Le problème pour la France Insoumise et sa mouvance se complique avec l’identité des protagonistes de l’affaire italienne. L’alliance entre la Liga et le M5S a été présentée par Jean-Luc Mélenchon comme une « catastrophe » ayant « de forts relents d’extrême-droite ». Il est vrai que ses préférences allaient plutôt lors des dernières élections générales italiennes aux candidats du Potere al Populo, qui ont à peine dépassé 1% des suffrages exprimés. Or, il est très difficile de masquer que les électeurs italiens ont largement tenu compte de la question migratoiredans leur choix de mars dernier.

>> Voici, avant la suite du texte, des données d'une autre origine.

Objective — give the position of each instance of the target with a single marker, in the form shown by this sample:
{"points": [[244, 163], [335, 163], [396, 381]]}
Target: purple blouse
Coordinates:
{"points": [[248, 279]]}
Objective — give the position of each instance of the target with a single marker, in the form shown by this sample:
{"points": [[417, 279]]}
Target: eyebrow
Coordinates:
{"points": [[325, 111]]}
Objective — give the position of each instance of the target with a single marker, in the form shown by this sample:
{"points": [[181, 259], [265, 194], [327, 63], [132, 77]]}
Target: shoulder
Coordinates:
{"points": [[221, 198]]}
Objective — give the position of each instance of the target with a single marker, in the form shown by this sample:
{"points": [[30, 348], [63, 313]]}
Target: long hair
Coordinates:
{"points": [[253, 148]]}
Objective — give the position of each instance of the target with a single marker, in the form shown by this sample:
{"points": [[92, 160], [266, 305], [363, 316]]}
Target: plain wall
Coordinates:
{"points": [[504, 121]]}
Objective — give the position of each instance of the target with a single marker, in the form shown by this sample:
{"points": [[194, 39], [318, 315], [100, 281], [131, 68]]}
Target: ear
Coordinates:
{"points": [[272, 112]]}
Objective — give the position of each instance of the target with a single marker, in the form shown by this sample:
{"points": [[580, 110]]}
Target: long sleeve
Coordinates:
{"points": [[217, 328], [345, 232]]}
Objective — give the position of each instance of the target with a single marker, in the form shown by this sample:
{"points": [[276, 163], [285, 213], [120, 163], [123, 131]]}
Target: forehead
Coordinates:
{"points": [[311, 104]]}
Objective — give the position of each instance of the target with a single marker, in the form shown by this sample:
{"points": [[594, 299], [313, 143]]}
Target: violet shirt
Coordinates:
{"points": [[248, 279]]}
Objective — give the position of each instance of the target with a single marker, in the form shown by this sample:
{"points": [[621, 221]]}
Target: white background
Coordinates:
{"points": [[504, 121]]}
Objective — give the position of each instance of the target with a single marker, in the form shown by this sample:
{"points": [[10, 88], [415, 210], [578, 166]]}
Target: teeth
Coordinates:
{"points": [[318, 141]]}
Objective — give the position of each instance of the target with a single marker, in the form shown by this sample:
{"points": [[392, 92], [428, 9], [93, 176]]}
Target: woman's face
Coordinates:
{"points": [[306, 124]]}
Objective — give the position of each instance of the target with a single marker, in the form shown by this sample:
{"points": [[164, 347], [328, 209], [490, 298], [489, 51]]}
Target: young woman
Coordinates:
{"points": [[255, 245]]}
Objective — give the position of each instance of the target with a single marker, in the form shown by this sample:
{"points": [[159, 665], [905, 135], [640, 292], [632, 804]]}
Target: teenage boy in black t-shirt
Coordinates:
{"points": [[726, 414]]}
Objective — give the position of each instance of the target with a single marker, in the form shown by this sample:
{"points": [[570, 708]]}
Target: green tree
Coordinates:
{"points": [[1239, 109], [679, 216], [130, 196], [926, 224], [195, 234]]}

Ceci ne les distingue guère désormais des électeurs britannique, allemands et autres – le contrôle de l’immigration ayant été la deuxième motivation déclarée par les électeurs français lors du premier tour de la présidentielle -, mais pose un problème évident à la « mouvance progressiste ».

Comment dénoncer un éventuel abus de pouvoir du président italien, et indirectement de la Commission européenne, si celui-ci bloque la voie du pouvoir à ce qui serait un quasi-fascisme ?Comment également ne pas verser dans une déligitimation du vote populaire, laquelle rapprocherait les « antifascistes » des « élites » abhorrées ?

Dès lors, la crise italienne n’est pas un dérivatif simple pour une France Insoumise qui après s’être imposée comme la force d’opposition principale, bute sur la puissance du « bloc élitaire » rassemblé autour d’Emmanuel Macron. Si une bonne partie des électeurs du Front national, près du quart, considèrent la France Insoumise et surtout son leader avec sympathie, l’inverse n’est pas vrai. Loin d’être gommée, l’opposition entre ces deux courants sur l’immigration a été exacerbée lors du débat sur la loi Asile et immigration. Lors des dernières mobilisations, toute une culture gauchisante s’est même réveillée, au risque de décourager davantage les catégories populaires. Aucune formule de rassemblement de la représentation politique de celles-ci ne semble s’imposer, ni même être recherchée.

C’est pourquoi l’heure italienne s’impose à la vie politique française, et en premier lieu à la mouvance de la France Insoumise. Comme à peu près partout en Europe aujourd’hui, l’affrontement entre souveraineté nationale et adhésion européenne transforme les clivages politiques et fait vaciller les identités de gauche et de droite. La République en Marche l’a parfaitement compris. La préparation des prochaines élections européennes permettra de vérifier si sa principale opposition, dans la rue comme dans les sondages, la France Insoumise donc, réussit ou non à se hisser au niveau du défi italien.